Auftragseingänge in der Industrie steigen um fünf Prozent
von Hubert Hunscheidt
Der reale (preisbereinigte) Auftragseingang im Verarbeitenden Gewerbe ist nach vorläufigen Angaben des Statistischen Bundesamtes (Destatis) im März 2026 gegenüber Februar 2026 saison- und kalenderbereinigt um 5,0 % gestiegen.

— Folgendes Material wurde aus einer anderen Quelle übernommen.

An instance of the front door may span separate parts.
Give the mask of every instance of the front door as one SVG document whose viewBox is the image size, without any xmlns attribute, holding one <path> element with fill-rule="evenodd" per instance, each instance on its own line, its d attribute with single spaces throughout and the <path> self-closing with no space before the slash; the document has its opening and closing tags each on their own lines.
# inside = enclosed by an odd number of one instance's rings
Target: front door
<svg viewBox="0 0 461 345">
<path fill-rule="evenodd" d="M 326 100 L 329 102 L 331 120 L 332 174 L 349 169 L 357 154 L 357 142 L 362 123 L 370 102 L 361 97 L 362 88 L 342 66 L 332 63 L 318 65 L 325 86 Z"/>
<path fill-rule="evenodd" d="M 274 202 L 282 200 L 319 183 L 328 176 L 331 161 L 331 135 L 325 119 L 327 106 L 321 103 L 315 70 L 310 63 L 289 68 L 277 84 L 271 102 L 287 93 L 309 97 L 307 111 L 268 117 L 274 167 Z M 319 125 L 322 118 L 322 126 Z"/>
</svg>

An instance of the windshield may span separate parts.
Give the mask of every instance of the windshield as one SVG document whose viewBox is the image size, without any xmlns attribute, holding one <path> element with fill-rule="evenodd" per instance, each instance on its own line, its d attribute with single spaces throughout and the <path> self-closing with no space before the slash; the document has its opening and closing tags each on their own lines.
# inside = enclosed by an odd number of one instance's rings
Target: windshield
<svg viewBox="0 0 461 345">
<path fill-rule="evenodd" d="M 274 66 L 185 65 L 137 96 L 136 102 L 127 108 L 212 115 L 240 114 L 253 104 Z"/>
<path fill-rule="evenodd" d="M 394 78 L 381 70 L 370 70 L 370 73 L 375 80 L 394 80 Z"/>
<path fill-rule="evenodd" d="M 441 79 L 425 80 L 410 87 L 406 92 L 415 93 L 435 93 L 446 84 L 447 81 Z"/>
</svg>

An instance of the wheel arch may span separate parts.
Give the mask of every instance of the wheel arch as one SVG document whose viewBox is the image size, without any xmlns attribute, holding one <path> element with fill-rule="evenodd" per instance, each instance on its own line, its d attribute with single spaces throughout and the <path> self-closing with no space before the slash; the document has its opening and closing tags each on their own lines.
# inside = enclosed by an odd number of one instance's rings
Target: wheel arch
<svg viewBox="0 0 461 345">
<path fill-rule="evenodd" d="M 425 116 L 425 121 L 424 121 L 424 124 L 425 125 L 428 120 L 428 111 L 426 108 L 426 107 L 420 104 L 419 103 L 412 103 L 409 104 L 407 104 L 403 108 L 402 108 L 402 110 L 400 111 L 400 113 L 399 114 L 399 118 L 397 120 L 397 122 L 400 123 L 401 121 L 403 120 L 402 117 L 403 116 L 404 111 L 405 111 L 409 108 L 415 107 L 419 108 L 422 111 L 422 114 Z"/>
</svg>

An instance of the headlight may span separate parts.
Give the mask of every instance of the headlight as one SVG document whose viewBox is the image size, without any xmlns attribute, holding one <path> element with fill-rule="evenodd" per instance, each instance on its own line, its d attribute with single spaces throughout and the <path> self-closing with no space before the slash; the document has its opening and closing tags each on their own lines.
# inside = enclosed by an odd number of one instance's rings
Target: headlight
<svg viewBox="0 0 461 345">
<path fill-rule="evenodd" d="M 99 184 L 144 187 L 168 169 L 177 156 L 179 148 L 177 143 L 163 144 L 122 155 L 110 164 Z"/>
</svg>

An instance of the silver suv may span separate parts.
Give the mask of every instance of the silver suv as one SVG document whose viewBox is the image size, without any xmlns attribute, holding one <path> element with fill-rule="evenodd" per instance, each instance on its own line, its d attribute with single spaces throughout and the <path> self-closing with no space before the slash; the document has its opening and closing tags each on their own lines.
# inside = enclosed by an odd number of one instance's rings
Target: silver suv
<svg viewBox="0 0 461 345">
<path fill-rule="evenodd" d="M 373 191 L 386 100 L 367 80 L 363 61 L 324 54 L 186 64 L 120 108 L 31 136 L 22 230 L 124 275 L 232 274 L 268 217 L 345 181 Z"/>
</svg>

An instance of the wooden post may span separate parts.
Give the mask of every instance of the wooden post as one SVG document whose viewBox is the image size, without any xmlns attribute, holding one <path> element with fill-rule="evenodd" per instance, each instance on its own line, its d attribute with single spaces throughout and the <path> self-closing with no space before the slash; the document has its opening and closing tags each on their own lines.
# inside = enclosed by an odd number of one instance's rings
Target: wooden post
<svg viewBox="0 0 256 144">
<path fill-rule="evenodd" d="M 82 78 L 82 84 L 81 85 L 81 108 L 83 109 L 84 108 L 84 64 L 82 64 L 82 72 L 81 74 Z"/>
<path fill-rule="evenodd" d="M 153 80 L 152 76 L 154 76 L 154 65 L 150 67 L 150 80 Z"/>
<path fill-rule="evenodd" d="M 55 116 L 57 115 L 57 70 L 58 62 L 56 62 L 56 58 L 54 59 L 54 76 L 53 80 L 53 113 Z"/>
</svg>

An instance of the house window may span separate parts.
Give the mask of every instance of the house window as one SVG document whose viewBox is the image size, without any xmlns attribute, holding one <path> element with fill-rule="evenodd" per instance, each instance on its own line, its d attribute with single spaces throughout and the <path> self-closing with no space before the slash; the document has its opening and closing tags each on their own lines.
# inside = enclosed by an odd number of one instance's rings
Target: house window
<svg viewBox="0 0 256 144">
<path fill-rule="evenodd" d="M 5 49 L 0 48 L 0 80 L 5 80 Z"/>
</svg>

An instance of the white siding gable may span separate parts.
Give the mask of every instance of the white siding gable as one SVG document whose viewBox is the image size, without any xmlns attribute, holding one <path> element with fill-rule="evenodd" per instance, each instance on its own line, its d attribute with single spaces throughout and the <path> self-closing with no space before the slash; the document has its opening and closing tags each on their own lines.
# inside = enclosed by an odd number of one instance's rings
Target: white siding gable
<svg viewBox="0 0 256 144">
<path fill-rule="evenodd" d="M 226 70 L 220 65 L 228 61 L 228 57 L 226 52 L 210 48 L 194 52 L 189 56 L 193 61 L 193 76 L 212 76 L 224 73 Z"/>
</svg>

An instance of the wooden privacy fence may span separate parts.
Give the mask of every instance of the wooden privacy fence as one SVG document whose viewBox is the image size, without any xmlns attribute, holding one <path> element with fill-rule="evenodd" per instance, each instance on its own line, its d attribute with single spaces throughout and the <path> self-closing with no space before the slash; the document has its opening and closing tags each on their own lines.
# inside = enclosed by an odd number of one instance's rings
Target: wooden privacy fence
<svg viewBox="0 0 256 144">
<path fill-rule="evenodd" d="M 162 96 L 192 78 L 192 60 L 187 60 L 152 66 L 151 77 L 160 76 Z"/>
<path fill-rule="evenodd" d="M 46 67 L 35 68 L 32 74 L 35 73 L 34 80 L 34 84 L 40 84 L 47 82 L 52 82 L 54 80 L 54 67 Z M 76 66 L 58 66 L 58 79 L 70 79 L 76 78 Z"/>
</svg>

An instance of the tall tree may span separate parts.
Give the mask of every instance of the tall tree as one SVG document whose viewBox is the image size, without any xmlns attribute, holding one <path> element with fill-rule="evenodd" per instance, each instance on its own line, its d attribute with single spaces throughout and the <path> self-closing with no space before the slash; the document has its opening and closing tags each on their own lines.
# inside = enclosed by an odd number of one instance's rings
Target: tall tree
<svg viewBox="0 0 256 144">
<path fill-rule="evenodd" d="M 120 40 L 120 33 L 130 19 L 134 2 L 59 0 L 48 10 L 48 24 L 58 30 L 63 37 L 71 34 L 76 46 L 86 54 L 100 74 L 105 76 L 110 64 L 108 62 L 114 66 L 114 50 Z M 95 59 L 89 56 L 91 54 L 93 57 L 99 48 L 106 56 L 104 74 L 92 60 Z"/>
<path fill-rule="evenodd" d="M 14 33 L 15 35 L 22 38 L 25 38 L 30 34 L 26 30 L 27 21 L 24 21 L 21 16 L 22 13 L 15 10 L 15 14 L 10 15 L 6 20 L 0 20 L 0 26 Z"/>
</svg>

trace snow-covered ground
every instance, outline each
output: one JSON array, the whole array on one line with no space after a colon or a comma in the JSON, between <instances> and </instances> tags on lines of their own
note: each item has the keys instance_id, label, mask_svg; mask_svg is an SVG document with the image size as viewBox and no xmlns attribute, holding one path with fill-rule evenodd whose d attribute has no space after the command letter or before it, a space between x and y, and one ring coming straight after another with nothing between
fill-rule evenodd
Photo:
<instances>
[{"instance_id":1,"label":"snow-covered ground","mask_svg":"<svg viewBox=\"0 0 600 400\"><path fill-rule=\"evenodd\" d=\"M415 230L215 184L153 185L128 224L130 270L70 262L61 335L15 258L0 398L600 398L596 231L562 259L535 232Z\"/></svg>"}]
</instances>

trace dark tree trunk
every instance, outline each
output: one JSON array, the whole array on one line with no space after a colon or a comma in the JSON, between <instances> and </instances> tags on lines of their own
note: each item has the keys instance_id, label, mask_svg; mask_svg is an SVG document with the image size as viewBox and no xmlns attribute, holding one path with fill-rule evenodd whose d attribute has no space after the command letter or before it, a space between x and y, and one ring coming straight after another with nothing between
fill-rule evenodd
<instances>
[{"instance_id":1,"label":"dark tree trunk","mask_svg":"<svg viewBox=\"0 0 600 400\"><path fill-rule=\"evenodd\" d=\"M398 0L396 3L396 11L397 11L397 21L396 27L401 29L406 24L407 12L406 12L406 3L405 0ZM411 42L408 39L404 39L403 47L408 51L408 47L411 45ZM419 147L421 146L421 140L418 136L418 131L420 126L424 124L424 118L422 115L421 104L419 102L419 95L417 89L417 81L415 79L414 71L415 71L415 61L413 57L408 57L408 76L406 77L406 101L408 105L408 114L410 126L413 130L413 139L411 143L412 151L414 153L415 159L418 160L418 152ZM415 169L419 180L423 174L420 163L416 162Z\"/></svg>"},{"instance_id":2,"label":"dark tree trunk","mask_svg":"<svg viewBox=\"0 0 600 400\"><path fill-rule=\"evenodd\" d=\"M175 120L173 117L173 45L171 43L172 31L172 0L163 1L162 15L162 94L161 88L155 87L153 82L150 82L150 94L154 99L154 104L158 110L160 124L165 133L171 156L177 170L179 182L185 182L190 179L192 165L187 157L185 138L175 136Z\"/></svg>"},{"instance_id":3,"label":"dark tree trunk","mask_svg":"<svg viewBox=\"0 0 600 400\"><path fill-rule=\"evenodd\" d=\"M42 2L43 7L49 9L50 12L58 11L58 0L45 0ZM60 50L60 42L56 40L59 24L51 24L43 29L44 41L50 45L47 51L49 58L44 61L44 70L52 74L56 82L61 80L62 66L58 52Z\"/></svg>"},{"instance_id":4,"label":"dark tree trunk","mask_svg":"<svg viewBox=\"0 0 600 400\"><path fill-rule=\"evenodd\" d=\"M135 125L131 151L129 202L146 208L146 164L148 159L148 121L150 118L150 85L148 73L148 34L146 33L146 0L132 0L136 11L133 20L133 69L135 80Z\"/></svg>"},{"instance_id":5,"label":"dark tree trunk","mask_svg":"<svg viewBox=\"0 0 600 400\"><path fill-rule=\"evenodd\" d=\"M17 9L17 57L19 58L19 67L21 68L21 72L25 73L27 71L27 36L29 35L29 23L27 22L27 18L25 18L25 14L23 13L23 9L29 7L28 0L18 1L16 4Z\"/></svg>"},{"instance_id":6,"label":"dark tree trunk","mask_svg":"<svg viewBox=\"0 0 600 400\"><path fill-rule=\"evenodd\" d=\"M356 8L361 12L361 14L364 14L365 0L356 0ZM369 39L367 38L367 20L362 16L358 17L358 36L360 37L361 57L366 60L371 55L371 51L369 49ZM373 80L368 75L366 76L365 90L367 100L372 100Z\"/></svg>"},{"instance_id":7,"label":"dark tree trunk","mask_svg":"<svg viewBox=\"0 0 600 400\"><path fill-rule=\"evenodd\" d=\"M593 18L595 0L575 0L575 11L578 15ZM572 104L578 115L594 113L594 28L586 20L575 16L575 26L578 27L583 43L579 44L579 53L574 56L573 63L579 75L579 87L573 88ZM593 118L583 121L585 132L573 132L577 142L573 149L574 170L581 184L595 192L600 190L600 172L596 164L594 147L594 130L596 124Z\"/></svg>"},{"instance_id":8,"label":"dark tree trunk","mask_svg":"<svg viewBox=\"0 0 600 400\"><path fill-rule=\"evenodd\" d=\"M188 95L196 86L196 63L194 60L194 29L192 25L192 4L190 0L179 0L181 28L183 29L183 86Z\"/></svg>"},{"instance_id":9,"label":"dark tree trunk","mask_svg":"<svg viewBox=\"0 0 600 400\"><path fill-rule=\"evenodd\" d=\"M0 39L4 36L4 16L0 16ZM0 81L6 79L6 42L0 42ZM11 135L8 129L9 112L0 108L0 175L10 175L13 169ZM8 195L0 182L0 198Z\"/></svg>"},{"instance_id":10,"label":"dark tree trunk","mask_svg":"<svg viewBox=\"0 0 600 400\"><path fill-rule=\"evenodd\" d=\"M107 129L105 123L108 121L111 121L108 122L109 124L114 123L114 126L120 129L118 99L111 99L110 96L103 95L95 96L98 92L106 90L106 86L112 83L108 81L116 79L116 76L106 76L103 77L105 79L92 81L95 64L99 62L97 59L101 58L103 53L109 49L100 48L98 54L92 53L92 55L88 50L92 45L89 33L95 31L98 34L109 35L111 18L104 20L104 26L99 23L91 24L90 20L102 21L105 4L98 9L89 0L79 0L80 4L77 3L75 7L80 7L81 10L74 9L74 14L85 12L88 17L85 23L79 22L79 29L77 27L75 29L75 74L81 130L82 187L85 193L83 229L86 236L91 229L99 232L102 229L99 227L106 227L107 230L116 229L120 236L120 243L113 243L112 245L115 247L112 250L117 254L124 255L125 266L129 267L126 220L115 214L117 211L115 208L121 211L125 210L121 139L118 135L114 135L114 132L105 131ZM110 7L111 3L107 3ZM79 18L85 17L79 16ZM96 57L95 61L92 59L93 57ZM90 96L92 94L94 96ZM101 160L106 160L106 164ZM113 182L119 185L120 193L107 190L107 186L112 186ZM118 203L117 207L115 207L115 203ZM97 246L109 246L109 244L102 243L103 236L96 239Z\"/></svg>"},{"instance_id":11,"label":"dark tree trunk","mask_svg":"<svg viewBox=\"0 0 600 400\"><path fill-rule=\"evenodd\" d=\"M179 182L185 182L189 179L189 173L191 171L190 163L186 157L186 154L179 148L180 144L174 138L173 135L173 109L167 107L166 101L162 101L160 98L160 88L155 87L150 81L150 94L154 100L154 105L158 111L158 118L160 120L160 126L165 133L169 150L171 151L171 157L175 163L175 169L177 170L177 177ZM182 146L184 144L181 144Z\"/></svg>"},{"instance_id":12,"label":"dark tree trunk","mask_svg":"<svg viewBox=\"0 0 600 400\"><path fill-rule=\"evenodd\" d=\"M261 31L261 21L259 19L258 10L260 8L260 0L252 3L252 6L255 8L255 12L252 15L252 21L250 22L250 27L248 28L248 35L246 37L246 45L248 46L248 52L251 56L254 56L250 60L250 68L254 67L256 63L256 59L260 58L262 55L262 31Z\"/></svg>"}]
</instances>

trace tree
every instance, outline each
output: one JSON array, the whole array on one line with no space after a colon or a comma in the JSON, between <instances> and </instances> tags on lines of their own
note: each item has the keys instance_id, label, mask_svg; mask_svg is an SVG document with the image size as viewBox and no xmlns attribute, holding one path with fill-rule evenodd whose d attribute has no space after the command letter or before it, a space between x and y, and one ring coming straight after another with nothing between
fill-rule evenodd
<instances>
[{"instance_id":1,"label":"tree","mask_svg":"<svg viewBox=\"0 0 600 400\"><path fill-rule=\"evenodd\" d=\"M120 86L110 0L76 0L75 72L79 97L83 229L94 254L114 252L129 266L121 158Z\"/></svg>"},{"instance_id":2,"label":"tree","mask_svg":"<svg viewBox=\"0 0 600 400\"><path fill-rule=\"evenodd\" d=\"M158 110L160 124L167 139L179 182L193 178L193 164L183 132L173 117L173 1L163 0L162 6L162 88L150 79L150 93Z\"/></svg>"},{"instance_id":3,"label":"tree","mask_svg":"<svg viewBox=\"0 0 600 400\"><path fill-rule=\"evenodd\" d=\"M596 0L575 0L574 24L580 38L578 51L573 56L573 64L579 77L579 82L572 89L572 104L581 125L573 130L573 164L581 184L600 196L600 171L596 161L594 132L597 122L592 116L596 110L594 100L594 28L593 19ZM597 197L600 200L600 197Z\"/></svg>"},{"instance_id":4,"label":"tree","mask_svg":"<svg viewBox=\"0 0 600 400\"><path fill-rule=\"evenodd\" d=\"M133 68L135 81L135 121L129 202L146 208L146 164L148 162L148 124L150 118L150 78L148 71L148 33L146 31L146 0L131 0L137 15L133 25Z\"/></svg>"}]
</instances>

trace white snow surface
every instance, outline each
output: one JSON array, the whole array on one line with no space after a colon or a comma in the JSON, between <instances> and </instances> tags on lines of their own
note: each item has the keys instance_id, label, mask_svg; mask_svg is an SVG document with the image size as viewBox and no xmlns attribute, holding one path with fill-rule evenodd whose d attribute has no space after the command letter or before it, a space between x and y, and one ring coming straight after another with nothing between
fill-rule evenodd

Ohne die Berücksichtigung von Großaufträgen war der Auftragseingang um 5,1 % höher als im Vormonat, damit erreichte der Auftragseingang ohne Großaufträge das höchste Niveau seit Februar 2023. Im weniger volatilen Dreimonatsvergleich lag der Auftragseingang im 1. Quartal 2026 insgesamt um 4,1 % niedriger als im 4. Quartal 2025. Ausschlaggebend für diesen Rückgang war ein sehr hohes Volumen an Großaufträgen zum Jahresende 2025. Ohne Großaufträge stieg der Auftragseingang im Dreimonatsvergleich um 1,6 %. Im Februar 2026 stieg der Auftragseingang nach Revision der vorläufigen Ergebnisse gegenüber Januar 2026 um 1,4 % (vorläufiger Wert: +0,9 %).
Die positive Entwicklung der Neuaufträge im Verarbeitenden Gewerbe im März 2026 verteilte sich auf fast alle Wirtschaftsbereiche. Den größten Einfluss auf das Gesamtergebnis hatten dabei die Anstiege der Auftragseingänge in der Herstellung von elektrischen Ausrüstungen (saison- und kalenderbereinigt +21,5 % zum Vormonat), im Maschinenbau (+6,9 %) sowie in der Herstellung von Datenverarbeitungsgeräten, elektronischen und optischen Erzeugnissen (+14,4 %).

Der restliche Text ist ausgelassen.